この辺りは、件のラジオドラマ時期の設定に基づいているとのことですが、それを一種メタフィクション的に踏まえつつも、それにこのアイデンティティ確立のドラマを絡め、我々が良く知るあのスーパーマン誕生に結びつけているのには、ただただ拍手喝采するしかありません。(本作における「○○の○○」のアレンジの見事さにも感心いたします)
「差別」との戦いという、普遍的なテーマを描きつつ、中国系アメリカ人少女の成長、そしてスーパーマン誕生(のリトールド)を描くことによって、極めて爽やかで後味のよいヒーローコミックにして、同時に優れた児童文学として成立している本作。

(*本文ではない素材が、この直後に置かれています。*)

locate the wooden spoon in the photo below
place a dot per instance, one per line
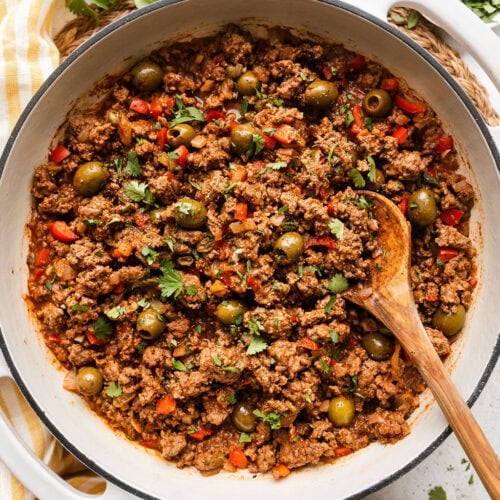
(388, 296)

物語展開の巧みさは言うまでもなく、それを描くグリヒルのアートも、この物語にこれ以外はないというハマりようというほかありません。(特に、本作において様々な「顔」を見せるクラーク・ケント/スーパーマンの描写の見事さ!)
残念ながら、物語の時点から70年以上を経た今になっても「差別」はなくなりません(それどころか、つい最近になってもスーパーマンの「祖国」において信じられない事件が起きるほどであります)。
それでも――それでも、誰にでも同じ明日がある。それを信じさせてくれる本作は、今の我々がまさに読むべき物語であり、それがこれほどタイムリーに邦訳されたのには感謝しかありません。
もう一つ――本作で僕の心に強く残ったのは、ラストで描かれるロイスのある行動です。本作において、一貫して地球人の――人間の善性の象徴として描かれる彼女ならではの心の籠もった行動は、なるほどクラークがぞっこんになるのも納得なのです。